An environment that is constituted by surface images and simulations and that is fragmented and flattened out cannot help but undermine the reality to which Christian belief and faith point. The words we use simply fail to have the same kind of traction they once did. In such a context, it is difficult to imagine that there is a spiritual reality more real than the material world we live in. Neither is such an environment conducive to depth in reflection, relationships, or commitments. It is difficult to discover the quality of intimacy in a friendship or in love that is nurtured through time and attentiveness to the subtleties of need, memory, joy, and hurt. So too, it is difficult to forge moral commitments capable of enduring the vagaries of hardship, boredom, failure, and even triumph. A world created by these technologies may not occlude depth in these ways but it will war against it. (page 210)

In summary:

It is critical to note that [the effect of pluralism, pervasive uncertainty, and related trends] is primarily manifested not as problems that can be seen, objectified, analyzed, and responded to but as a complex array of assumptions so deeply taken for granted that they cannot be fully grasped much less questioned. Culture is most powerful, as I have argued, when it is perceived as self-evident. (211)
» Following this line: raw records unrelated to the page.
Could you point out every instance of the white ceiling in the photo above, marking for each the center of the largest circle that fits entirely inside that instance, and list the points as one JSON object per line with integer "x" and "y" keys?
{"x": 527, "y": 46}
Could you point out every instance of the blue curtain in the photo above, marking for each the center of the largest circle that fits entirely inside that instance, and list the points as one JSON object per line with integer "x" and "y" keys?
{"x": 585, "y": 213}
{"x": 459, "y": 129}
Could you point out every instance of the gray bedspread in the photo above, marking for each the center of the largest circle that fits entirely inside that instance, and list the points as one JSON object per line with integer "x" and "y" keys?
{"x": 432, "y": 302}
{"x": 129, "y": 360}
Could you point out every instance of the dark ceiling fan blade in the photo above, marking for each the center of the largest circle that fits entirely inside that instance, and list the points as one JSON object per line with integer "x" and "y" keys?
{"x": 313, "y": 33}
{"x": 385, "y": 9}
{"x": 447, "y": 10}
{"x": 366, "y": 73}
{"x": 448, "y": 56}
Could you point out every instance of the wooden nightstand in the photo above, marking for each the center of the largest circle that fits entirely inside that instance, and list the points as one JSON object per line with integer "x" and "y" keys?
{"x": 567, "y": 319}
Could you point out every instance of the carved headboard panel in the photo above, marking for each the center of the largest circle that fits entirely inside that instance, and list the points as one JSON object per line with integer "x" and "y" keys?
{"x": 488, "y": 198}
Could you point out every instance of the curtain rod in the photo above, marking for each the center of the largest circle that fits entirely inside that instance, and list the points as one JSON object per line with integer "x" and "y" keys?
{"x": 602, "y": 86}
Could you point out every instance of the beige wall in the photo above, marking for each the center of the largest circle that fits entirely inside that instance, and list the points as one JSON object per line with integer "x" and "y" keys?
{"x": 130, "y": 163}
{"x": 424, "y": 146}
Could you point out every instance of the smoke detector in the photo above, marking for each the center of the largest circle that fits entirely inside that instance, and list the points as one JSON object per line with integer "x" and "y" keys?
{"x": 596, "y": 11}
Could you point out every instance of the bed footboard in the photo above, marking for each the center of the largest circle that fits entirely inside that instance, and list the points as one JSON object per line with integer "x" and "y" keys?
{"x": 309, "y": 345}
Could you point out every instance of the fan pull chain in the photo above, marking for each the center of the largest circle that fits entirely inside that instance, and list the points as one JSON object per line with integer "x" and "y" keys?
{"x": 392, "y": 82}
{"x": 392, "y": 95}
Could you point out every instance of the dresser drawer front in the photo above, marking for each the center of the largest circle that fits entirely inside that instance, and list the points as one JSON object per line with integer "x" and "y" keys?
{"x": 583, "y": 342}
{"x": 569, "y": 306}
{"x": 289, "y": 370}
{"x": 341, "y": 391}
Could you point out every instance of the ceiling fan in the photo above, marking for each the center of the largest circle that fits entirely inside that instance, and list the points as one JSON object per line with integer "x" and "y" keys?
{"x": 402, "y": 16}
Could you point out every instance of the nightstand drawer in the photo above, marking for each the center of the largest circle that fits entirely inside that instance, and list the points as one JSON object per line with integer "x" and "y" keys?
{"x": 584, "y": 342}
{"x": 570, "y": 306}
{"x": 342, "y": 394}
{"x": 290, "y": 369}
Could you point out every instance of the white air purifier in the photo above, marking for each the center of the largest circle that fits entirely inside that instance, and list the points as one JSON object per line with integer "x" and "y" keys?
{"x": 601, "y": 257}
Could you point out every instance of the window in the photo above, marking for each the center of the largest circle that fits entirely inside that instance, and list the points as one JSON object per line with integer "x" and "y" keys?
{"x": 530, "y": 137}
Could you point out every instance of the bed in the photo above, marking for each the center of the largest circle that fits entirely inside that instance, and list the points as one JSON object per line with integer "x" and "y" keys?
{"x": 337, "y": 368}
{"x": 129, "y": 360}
If you resonate with these observations, I recommend you take a look at one of our recent summer reading projects, How (Not) To Be Secular by James K. A. Smith. It’s a helpful (and short) book that deals with the nature of faith in modern secular contexts. A good summary of it is at The Gospel Coalition.

Finally, something worth remembering at Stanford:

But radical skepticism leading to radical nihilism is, of course, rare. Apart from a few celebrity nihilists and a few disaffected graduate students, there are actually few consistent relativists or committed postmodernists for the simple reason that it is not livable. (page 207)

Some things that look good on paper simply don’t function in a real-world setting. Nihilism is one example. In the political realm, socialism and communism are clear examples — anywhere they appear to work it is because someone has kept the label but changed the content. Whenever you hear a fellow student (or a professor) advocating a theory you suspect is wonky, examine how it works in practice. Life is the laboratory of philosophy.